28 November 2022 22:00

I recently wrote about yet another lisp I'd been having fun with.

Over the past couple of years I've played with a few toy scripting languages, or random interpreters, and this time I figured I'd do something beyond the minimum, by implementing the Language Server Protocol.

In brief the language server protocol (LSP) is designed to abstract functionality that might be provided by an editor, or IDE, into a small "language server". If the language-server knows how to jump to definitions, provide completion, etc, etc, then the editor doesn't need to implement those things for NN different languages - it just needs to launch and communicate with something that does know how to do the job.

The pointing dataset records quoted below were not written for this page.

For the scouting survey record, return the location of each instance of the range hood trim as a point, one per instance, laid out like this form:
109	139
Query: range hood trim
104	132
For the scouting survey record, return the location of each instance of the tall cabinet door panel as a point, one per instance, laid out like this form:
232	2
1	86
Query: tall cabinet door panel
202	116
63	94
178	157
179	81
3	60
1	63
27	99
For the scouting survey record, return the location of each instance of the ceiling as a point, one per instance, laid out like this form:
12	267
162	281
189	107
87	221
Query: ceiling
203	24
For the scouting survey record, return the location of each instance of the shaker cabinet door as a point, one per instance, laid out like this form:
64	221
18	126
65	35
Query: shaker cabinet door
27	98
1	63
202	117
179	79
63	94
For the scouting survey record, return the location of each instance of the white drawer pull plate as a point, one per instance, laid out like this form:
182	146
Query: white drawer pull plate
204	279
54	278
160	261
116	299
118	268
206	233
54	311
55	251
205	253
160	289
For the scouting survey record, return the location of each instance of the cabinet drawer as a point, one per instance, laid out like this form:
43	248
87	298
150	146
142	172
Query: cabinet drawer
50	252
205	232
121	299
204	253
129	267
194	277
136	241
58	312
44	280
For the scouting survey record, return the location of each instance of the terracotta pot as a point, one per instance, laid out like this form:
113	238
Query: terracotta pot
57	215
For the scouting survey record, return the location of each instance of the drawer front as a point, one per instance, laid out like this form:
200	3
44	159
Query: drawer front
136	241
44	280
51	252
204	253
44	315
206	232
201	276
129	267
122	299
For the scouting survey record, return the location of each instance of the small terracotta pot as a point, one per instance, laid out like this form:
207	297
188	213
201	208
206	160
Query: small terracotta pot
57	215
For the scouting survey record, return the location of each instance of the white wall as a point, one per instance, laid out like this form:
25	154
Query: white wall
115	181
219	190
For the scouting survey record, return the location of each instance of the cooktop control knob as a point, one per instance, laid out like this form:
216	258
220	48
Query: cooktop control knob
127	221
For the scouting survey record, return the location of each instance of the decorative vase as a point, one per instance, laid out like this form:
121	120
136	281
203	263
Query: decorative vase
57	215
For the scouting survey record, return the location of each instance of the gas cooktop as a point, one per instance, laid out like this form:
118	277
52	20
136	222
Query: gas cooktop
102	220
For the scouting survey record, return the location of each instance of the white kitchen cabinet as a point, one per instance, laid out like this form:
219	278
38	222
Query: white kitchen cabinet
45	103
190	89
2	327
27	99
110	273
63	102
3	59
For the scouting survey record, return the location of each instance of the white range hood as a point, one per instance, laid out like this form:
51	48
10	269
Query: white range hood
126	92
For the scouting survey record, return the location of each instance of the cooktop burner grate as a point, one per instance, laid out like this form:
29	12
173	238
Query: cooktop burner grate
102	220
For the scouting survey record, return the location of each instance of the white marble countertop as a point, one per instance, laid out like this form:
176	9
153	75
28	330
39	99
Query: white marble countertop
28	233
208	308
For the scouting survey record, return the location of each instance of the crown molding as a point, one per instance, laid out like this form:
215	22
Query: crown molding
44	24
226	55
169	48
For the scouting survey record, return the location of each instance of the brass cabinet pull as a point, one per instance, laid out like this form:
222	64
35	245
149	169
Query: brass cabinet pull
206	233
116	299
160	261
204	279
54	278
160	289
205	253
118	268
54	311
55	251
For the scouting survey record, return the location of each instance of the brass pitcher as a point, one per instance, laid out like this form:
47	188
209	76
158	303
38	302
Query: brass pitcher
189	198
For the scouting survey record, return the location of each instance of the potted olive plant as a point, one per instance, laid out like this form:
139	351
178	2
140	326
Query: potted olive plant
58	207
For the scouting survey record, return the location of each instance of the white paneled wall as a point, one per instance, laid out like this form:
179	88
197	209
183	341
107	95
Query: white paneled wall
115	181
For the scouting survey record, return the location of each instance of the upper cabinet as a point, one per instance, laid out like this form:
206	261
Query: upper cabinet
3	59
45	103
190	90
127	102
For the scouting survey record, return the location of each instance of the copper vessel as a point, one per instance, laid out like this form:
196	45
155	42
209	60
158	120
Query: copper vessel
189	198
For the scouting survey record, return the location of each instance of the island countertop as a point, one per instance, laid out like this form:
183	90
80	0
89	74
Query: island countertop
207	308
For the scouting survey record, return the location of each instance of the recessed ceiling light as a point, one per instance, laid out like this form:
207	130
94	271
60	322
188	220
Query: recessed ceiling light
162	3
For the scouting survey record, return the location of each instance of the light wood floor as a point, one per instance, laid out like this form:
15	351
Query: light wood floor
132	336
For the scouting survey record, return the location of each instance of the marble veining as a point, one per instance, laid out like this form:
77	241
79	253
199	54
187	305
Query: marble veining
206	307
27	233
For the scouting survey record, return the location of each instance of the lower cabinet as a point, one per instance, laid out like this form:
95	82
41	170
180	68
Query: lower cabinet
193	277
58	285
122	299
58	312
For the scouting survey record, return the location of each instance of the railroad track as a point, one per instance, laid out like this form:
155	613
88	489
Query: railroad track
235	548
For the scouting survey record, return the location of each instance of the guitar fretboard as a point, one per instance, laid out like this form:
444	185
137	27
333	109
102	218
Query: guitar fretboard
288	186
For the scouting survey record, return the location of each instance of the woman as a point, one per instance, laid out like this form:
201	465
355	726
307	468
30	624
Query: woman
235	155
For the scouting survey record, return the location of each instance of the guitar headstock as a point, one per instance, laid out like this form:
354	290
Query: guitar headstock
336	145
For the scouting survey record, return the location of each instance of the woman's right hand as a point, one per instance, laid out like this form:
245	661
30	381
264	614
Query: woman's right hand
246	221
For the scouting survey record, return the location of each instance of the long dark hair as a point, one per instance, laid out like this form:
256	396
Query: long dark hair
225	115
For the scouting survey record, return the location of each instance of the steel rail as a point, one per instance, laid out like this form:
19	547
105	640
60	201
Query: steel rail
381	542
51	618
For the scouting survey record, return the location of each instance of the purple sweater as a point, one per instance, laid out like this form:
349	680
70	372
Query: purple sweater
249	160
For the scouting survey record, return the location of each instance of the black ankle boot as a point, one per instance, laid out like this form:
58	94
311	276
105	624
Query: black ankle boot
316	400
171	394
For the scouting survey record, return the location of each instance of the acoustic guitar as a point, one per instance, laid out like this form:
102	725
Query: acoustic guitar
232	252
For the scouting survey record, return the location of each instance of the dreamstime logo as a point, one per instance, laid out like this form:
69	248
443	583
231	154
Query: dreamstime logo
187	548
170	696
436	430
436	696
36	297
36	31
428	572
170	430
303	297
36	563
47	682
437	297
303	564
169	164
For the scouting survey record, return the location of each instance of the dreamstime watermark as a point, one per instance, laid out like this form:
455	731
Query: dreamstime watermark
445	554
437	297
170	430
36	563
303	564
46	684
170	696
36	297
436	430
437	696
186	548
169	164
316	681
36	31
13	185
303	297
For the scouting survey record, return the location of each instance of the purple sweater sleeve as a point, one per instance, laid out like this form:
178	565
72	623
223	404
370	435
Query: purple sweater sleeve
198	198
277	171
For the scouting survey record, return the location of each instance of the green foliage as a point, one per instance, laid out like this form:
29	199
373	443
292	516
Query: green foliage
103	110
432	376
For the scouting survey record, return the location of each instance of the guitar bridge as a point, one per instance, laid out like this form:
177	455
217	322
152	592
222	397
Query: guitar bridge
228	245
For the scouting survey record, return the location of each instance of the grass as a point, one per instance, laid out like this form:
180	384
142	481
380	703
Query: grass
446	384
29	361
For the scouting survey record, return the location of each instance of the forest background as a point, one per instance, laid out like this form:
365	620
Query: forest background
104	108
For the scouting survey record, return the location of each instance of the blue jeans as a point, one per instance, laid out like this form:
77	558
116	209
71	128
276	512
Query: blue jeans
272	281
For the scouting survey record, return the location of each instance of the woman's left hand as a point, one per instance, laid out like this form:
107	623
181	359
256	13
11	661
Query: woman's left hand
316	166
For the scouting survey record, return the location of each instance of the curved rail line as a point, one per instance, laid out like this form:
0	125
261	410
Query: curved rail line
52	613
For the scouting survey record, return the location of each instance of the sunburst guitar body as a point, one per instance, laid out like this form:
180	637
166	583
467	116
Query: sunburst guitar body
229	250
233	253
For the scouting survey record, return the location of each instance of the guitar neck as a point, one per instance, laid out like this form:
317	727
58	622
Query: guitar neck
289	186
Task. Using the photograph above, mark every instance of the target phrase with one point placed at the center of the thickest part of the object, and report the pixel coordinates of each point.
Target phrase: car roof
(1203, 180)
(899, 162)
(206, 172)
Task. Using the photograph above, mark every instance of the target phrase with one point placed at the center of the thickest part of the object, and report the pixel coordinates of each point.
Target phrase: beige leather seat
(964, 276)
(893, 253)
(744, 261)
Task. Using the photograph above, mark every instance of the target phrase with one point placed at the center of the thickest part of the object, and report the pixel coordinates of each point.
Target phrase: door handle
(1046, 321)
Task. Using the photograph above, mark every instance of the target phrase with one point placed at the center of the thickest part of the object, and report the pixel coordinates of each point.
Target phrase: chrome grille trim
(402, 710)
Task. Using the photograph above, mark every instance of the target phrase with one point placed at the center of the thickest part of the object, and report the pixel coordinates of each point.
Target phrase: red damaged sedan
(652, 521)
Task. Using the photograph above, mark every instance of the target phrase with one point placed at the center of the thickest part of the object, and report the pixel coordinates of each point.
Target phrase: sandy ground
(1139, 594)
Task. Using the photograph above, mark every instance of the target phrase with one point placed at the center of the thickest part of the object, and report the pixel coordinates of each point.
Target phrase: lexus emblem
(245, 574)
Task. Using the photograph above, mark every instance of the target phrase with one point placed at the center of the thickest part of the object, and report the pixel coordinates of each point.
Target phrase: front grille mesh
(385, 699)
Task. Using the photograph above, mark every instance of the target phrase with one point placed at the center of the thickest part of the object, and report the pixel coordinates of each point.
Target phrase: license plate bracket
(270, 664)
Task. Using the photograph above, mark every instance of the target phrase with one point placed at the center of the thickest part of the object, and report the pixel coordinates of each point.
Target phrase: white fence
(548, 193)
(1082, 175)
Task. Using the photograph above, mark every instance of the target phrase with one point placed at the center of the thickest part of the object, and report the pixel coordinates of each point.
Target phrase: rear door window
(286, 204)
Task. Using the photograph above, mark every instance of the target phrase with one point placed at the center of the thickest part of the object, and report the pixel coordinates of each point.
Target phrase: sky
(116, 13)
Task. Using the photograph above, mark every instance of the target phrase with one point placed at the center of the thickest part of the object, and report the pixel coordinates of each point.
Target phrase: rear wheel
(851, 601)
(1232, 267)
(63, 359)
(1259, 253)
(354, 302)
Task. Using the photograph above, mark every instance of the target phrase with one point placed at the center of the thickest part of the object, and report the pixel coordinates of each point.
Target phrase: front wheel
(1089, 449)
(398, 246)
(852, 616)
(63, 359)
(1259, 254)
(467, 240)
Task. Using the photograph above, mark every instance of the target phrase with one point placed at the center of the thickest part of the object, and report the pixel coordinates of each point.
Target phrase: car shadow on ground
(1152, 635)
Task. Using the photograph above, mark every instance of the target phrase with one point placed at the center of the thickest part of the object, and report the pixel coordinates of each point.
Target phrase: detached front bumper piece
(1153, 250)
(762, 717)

Anyway LSP? LISP? Only one letter different, so that's practically enough reason to have a stab at it.

Thankfully I found a beautiful library that implements a simple framework allowing the easy implementation of a golang-based LSP-serverÖ

Using that I quickly hacked up a server that can provide:

  • Overview of all standard-library functions, on hover.
  • Completion of all standard-library functions.

I've tested this in both GNU Emacs and Neovim, so that means I'm happy I support all editors! (More seriously if it works in two then that probably means that the LSP stuff should work elsewhere too.)

Here's what the "help on hover" looks like, within Emacs:

Vim looks similar but you have to press K to see the wee popup. Still kinda cute, and was a good experiment.